A popular explanation of the persistence of inverted nipples makes the disease recurrent and prolonged. The squamous epithelium of the duct opening and duct sinus extends deeper. Its keratinized scales and irritated lipid-like discharge block the duct, and the rupture of the duct triggers the areolar abscess connected to the large duct. In this study, the inverted nipples were treated and corrected during the surgical procedure, which decreased the recurrence rate significantly.

For NLM patients with abscess formation, the recurrence rate is increasing with age [26]. Meanwhile, the mass extent represents the extent of inflammation in the breast [26]. Previous studies also confirmed the same conclusion that mass extent or the number of breast lumps is an independent influence factor for recurrence. The recurrence rate of patients with mass area ≥ 12.13 cm2 is 1.414 times higher than others [27].

The reasons why we selected several parameters (number of abortions, inverted nipples, age, mass extent) are as follows. Firstly, these features that we have observed in clinical practice, and the inclusion of these features in the model may help to establish the model. Secondly, our results showed that the inclusion of these features do not have an impact on the most important features of the model, such as BMI, WBC, and intraoperative discharge. Thirdly, the trends of SHAP values of all features in our models are consistent with the trends of these features’ clinical presentation. Therefore, the inclusion of these features (number of abortions, inverted nipples, age, mass extent) in the model is necessary to build practical prediction models for recurrence.

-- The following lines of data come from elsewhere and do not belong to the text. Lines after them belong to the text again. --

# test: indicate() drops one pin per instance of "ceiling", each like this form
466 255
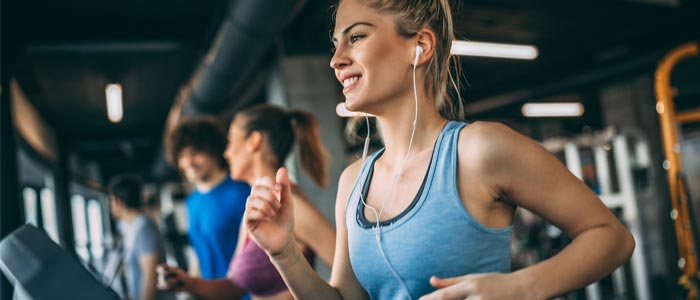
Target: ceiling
67 51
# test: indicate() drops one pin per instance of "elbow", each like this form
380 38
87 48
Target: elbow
627 244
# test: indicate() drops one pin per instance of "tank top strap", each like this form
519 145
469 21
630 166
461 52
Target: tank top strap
445 167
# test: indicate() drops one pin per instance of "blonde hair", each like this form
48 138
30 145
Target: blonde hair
411 16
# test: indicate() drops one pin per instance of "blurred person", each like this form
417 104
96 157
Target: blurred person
142 243
216 205
259 140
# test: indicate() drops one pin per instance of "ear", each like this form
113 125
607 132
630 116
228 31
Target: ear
254 141
425 39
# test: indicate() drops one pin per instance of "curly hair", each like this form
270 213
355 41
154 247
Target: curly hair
204 134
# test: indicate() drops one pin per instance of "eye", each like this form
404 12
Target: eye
356 37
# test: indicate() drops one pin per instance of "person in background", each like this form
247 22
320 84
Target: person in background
430 216
216 205
260 139
142 242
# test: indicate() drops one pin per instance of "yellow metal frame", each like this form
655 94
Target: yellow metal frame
670 119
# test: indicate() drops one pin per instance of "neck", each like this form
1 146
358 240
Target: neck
397 127
208 184
260 169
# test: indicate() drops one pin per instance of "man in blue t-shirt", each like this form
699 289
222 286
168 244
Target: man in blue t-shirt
215 207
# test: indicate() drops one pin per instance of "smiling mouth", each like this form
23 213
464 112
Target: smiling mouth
350 83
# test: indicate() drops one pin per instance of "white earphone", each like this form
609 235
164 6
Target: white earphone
419 51
378 214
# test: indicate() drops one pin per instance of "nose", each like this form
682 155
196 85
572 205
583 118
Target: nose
340 58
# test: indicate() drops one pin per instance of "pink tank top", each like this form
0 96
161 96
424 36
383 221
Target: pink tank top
251 270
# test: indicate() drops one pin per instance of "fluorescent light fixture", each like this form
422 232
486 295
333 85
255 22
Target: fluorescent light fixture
115 112
342 111
534 110
469 48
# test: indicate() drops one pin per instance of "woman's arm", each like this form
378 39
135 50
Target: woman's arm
525 174
270 222
312 228
148 263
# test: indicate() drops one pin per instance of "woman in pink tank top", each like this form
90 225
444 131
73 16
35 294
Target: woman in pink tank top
259 141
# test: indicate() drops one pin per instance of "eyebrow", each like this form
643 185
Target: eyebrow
347 29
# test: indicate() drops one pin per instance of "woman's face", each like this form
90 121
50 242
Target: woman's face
371 61
237 153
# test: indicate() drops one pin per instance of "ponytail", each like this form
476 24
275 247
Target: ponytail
311 151
281 129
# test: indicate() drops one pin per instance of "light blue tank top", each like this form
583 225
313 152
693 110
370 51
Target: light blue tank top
435 235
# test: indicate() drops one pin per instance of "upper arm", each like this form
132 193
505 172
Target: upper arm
148 263
342 276
529 176
313 229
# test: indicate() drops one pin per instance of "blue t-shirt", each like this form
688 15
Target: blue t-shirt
214 220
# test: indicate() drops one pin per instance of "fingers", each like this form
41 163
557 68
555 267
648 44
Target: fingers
170 278
284 189
262 203
461 287
440 283
456 291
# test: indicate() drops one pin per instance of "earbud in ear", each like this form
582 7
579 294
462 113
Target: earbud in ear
419 51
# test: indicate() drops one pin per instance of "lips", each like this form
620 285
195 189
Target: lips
350 82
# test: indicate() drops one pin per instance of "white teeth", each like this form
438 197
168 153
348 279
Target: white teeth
348 81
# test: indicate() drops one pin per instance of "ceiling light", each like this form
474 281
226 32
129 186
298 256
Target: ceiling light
469 48
534 110
115 112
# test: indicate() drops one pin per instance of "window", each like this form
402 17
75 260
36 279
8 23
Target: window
96 233
29 198
48 213
80 226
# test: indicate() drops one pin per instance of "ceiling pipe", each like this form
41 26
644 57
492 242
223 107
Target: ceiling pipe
245 35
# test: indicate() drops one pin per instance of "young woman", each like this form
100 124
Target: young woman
430 216
260 138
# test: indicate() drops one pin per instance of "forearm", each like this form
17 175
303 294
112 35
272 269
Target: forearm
302 280
148 287
213 289
590 256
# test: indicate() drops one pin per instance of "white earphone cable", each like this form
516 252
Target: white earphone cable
378 230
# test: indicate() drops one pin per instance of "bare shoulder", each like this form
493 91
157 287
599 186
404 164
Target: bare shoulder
346 181
485 143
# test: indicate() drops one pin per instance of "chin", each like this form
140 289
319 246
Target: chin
355 105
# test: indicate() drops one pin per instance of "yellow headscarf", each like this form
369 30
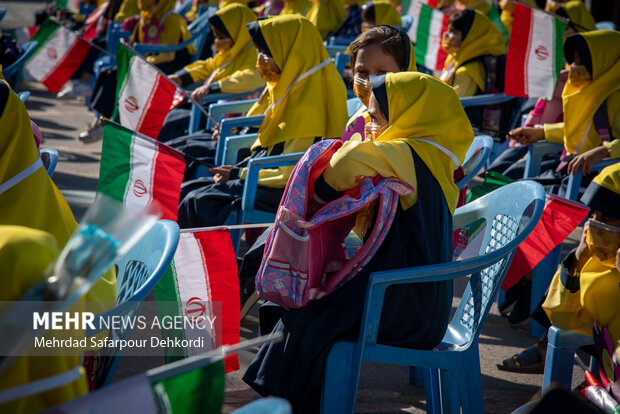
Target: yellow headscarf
243 53
385 13
224 3
33 201
295 7
579 14
427 114
309 99
326 15
483 38
580 105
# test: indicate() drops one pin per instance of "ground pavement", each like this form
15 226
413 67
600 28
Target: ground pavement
383 388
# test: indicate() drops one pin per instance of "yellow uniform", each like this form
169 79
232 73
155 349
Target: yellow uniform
234 69
577 132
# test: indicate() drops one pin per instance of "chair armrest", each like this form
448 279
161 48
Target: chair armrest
487 99
233 144
535 154
217 111
251 178
226 127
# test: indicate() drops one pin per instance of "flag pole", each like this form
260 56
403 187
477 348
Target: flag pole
194 101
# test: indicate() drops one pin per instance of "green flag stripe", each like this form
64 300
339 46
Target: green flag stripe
42 36
115 167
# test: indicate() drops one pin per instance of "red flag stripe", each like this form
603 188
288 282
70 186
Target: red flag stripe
167 179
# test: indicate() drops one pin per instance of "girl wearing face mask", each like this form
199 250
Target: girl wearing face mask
421 135
305 100
231 70
593 86
470 36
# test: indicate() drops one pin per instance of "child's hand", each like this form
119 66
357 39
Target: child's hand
584 162
526 135
222 174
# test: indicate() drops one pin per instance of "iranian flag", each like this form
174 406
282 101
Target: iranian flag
426 32
21 35
136 169
535 53
143 94
560 217
202 284
57 56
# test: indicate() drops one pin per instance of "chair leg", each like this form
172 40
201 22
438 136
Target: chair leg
342 370
558 366
431 389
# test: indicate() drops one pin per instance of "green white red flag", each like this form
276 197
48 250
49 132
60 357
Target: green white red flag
58 55
535 53
202 280
138 170
143 94
428 27
21 35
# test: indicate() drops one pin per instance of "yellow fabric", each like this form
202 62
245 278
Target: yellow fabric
483 38
314 106
385 13
479 5
128 9
579 14
278 177
597 300
237 63
295 7
25 254
464 85
326 15
224 3
580 105
420 108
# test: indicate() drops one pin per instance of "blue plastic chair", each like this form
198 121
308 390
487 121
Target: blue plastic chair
49 156
24 95
406 23
198 29
475 158
13 72
138 273
511 213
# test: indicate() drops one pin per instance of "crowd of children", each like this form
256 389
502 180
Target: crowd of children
416 131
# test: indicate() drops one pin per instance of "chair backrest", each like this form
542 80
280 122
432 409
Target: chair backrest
49 156
477 154
138 273
11 73
510 214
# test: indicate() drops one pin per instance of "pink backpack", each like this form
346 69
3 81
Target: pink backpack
305 258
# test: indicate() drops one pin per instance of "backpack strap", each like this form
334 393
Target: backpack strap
601 123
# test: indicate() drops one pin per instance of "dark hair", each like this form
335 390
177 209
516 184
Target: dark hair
390 40
462 21
368 12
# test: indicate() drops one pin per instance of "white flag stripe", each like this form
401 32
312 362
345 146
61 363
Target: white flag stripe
139 189
434 43
541 54
192 279
51 54
134 96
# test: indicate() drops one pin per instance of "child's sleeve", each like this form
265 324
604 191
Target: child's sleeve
554 132
241 81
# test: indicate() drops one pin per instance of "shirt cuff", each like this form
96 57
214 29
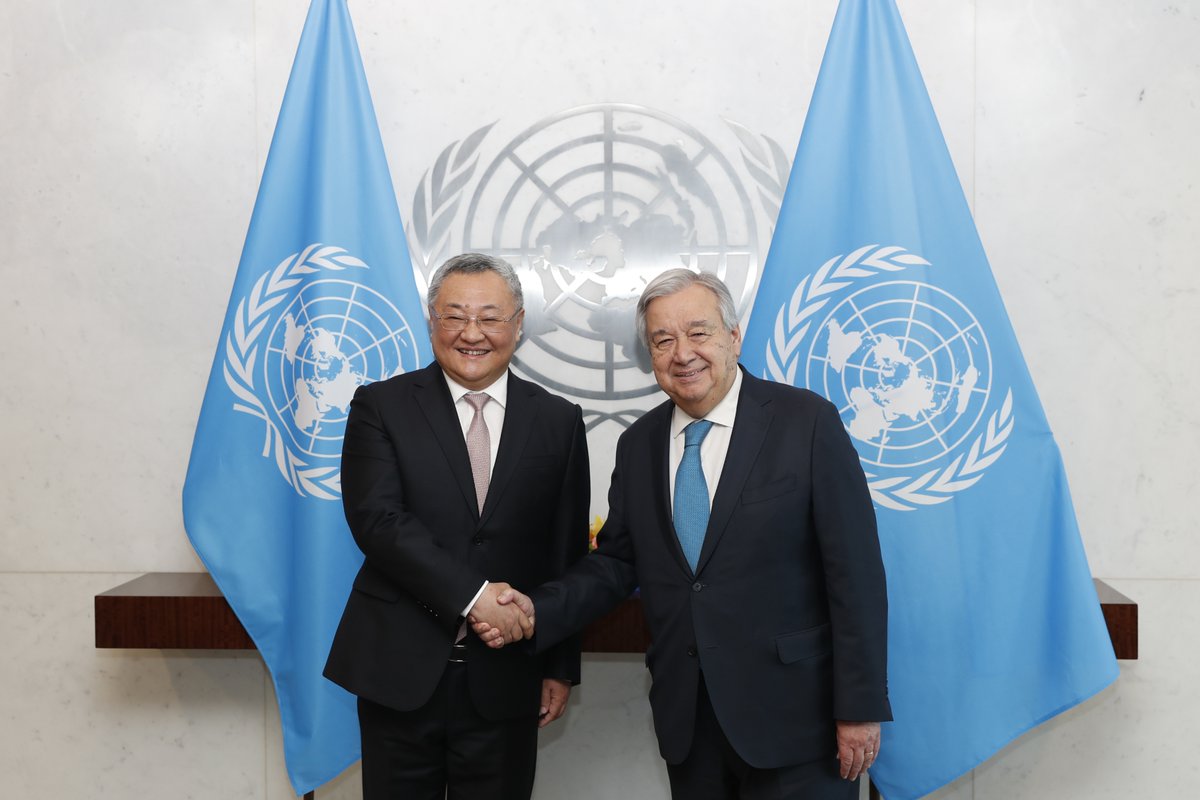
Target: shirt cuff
474 600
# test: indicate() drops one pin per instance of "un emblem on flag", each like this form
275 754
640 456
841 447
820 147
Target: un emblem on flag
909 367
303 341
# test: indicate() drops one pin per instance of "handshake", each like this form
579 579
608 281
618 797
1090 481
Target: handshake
502 615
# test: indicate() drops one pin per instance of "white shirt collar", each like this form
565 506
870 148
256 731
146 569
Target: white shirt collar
721 414
498 391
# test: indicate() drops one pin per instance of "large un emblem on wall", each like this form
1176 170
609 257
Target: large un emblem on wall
588 205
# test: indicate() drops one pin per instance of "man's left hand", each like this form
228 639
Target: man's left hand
553 701
858 746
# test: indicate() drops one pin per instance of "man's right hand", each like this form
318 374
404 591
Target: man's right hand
510 600
502 618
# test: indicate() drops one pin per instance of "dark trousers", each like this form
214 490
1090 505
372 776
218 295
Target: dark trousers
445 750
714 771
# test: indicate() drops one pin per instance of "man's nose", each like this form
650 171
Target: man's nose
473 332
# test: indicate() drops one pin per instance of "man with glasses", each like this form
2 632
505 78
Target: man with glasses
454 479
741 509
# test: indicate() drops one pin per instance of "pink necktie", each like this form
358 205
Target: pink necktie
479 446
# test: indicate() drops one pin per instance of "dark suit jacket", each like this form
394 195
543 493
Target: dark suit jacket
787 609
411 504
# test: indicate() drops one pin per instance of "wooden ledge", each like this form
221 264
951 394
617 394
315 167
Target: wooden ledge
185 611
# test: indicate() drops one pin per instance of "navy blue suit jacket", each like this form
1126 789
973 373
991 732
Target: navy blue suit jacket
786 613
409 499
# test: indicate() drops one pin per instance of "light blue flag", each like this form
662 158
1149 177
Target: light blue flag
324 300
877 294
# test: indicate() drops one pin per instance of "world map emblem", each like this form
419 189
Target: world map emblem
909 367
588 205
303 341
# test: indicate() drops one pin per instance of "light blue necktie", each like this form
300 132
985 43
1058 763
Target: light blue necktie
691 493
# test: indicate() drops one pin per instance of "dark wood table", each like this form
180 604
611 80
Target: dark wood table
185 611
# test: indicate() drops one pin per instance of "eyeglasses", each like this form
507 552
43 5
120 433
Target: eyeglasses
457 323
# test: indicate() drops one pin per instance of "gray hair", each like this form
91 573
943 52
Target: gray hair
474 264
676 281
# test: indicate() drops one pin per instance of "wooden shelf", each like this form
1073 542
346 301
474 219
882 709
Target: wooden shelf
185 611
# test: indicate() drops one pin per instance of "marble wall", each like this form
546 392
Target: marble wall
132 137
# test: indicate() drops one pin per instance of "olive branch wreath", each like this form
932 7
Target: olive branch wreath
241 355
792 325
438 196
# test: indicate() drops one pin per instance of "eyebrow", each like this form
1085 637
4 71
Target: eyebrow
485 307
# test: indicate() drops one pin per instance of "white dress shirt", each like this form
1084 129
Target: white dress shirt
493 415
717 444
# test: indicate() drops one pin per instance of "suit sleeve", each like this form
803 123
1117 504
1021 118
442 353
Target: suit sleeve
850 551
570 543
393 539
595 584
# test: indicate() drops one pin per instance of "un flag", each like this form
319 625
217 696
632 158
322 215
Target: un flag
323 301
877 294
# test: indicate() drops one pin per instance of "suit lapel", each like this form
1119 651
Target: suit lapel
750 428
519 417
433 398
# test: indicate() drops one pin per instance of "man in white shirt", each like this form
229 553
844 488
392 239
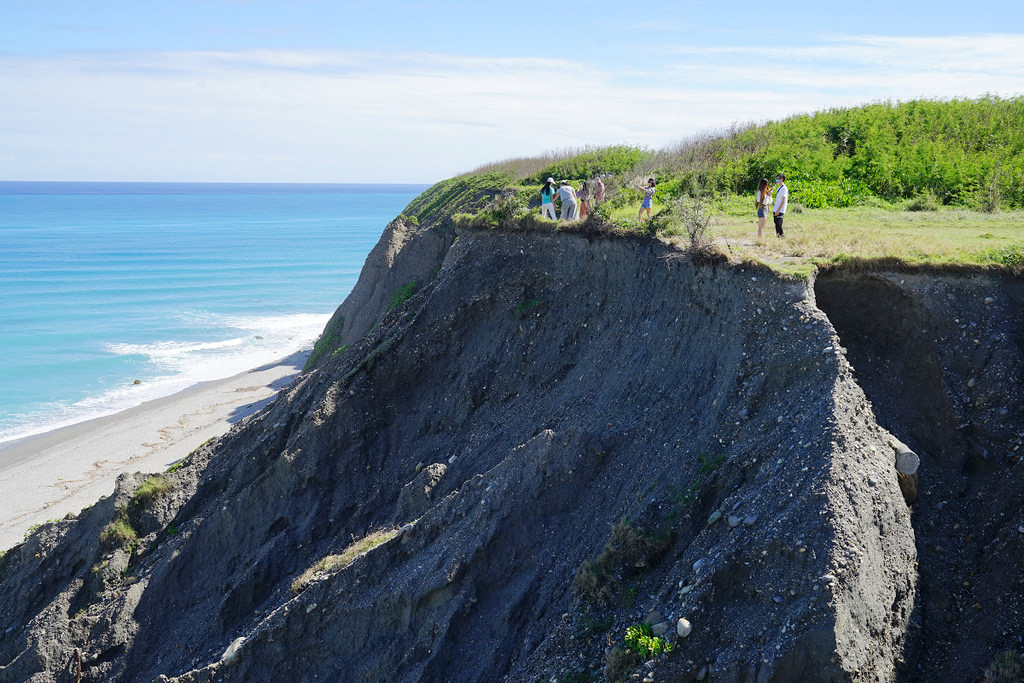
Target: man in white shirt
781 201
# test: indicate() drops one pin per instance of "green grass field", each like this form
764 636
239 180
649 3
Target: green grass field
823 237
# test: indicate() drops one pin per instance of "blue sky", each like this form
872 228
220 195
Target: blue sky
416 91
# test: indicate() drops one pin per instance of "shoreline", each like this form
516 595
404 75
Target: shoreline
46 476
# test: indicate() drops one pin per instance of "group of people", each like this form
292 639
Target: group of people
577 202
763 200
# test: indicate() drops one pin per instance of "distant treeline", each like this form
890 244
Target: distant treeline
966 153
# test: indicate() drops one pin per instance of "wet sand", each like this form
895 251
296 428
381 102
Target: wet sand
49 475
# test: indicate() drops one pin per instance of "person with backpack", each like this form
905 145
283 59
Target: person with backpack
781 202
548 200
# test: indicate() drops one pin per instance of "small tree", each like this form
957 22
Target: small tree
694 214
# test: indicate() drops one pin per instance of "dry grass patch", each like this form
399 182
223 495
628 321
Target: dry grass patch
332 563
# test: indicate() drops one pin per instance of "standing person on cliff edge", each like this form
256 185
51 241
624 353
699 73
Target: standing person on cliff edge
648 199
567 196
762 200
548 200
781 202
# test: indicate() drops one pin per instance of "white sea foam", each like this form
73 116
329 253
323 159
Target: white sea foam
170 367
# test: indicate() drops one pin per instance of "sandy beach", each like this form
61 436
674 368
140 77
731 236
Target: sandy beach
49 475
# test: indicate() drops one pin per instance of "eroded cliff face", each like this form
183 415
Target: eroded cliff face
541 393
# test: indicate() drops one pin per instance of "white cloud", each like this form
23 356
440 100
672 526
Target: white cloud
345 116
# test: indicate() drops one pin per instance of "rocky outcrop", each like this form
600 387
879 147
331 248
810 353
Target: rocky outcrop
406 253
557 436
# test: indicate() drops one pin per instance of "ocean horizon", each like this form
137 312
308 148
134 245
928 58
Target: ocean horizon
119 293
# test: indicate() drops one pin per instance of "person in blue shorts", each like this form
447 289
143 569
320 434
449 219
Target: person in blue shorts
548 200
648 199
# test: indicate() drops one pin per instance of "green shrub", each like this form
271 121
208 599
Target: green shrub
119 532
1006 668
640 639
402 294
152 487
926 202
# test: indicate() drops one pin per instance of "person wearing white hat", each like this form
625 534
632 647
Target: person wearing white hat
567 196
547 200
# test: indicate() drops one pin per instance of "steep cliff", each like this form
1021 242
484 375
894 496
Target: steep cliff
556 437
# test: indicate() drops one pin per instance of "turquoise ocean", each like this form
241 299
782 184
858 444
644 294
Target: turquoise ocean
115 294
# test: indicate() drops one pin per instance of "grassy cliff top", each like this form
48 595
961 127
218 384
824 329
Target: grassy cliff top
916 183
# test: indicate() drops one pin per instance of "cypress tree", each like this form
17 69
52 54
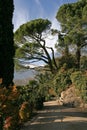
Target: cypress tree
6 42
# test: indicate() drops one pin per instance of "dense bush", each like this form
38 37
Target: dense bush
79 79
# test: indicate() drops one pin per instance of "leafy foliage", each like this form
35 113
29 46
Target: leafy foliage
32 35
6 42
80 80
74 26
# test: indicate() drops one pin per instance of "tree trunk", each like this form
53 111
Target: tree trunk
78 54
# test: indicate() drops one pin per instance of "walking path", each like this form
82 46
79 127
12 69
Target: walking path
56 117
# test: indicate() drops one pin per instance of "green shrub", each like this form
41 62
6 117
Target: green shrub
79 79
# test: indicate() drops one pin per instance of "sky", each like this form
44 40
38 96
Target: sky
26 10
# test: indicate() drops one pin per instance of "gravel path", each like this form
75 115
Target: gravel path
56 117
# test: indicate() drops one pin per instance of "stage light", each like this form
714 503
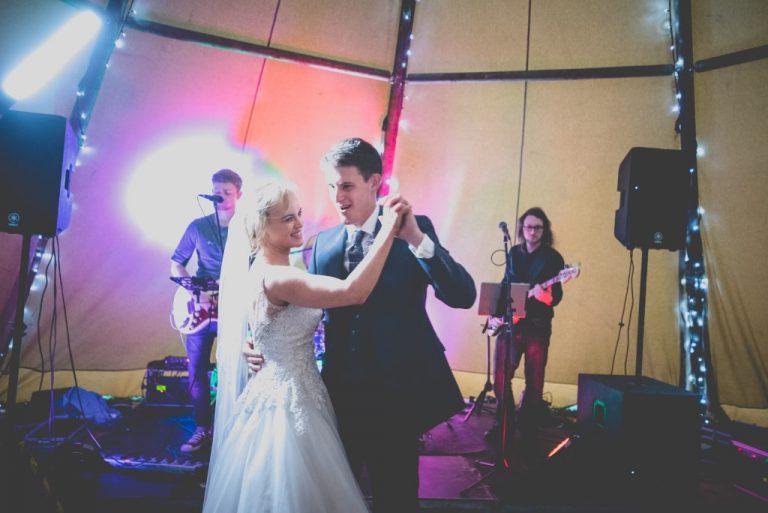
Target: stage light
45 62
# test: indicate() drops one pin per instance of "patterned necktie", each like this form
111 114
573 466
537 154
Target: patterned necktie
356 253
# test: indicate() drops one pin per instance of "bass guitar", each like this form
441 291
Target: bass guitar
195 304
569 272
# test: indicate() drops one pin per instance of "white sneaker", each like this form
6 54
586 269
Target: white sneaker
201 438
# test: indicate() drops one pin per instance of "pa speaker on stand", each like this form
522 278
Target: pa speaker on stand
653 207
37 158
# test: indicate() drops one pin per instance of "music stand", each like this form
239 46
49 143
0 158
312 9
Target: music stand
488 306
495 300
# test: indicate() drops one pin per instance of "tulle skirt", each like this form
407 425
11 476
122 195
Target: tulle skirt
261 462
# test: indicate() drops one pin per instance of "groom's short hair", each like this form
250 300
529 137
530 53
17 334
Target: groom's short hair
354 152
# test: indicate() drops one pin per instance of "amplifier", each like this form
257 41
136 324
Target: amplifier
166 382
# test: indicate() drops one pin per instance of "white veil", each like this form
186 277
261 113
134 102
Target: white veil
234 302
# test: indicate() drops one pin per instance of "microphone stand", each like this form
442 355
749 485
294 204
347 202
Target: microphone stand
507 407
218 226
507 402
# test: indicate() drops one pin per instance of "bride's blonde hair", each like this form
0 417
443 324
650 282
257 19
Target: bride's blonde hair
259 204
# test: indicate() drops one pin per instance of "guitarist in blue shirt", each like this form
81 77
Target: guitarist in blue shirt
205 237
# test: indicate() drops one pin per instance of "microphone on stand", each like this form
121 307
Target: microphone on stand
505 230
212 197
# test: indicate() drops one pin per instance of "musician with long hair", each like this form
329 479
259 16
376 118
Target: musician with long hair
532 261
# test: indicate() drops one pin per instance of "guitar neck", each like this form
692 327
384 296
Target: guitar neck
547 283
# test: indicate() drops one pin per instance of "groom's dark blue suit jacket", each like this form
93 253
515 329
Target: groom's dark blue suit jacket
388 343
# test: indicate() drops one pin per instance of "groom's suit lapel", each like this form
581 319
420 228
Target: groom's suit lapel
334 252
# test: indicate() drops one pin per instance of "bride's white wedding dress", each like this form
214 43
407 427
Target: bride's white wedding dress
279 450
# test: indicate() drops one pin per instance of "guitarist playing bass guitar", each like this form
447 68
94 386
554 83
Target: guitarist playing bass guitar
536 262
205 238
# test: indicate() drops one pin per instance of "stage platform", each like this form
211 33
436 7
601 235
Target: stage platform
134 465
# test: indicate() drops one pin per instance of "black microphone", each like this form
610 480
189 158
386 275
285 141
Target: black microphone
505 230
212 197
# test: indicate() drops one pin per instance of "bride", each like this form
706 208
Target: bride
275 445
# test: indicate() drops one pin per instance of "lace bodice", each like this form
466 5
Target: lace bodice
284 335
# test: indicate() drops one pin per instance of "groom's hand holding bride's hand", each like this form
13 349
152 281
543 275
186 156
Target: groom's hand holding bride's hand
395 208
409 230
254 360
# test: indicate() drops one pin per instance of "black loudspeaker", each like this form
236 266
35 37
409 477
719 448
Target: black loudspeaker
644 431
37 158
653 207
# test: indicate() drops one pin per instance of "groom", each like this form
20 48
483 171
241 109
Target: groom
384 367
384 354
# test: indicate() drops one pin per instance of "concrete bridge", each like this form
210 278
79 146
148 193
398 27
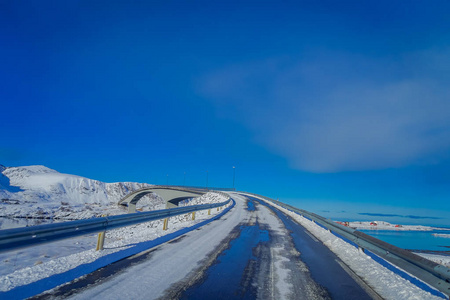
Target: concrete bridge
173 195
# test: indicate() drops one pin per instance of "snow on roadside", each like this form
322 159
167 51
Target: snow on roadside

To sum up, our model is aims to identify the risk of NLM recurrence and explore the recurrence factors. Our results suggest that improving lifestyle (losing weight or low-fat diet) and avoiding abortion can decrease the recurrence rate; For clinicians it can guide the clinical treatment plan, including prolonging the duration of medication and correcting inverted nipples during surgery. At the same time, through our study, we have found a way to build prediction models practically. On the one hand, the impact of these features on NLM in our models is consistent with much clinical research literature and our previous studies. On the other hand, the prediction results of models also suggest that both the RF model and the XGBoost model have relatively good predictive performance. Therefore, we believe that this is an effective way to build a practical prediction model.

Strengths and limitations

Our study is to build ML models for the postoperative recurrence of NLM. Therefore, it can provide the ability to identify the risk of NLM recurrence and guidance in clinical treatment plans.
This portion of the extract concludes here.